Po raz pierwszy na tak wielką skalę ta zasada, która tak bardzo irytuje Izraelczyków (nazywają to niezdolnością odróżnienia podpalacza od strażaka), została zastosowana w Stanach Zjednoczonych. Nie było przypadkiem, że pierwszą agencją, która formalnie nalegała  na nieużywanie określenia „terrorysta” na tych, których „bojownicy o wolność” nazywali „wspaniałymi 19”, ani „terroryzm” na ich czyny 9/11, była europejska – Reuters, w którego ślady szybko poszła BBC. Zastępca redaktora naczelnego, Mark Damazer wyjaśnił:

Jakkolwiek jest to oburzające i odrażające, zawsze będzie część waszych słuchaczy, którzy nie uważają tego za terroryzm. Opisując to w taki sposób, obniżacie waszą pozycję jako bezstronnego i niezależnego nadawcy[9].
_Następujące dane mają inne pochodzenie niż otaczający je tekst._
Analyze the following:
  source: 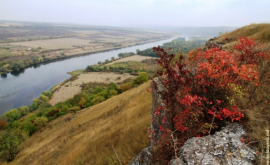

Innymi słowy, przez wzgląd na tych naszych widzów, którzy nie uważają zamachów na USA za terroryzm, będziemy unikać używania tego terminu, bo jeszcze ci ludzie (którzy najwyraźniej nie mogliby dbać mniej o bezstronne i niezależne nadawanie wiadomości) źle pomyślą o BBC.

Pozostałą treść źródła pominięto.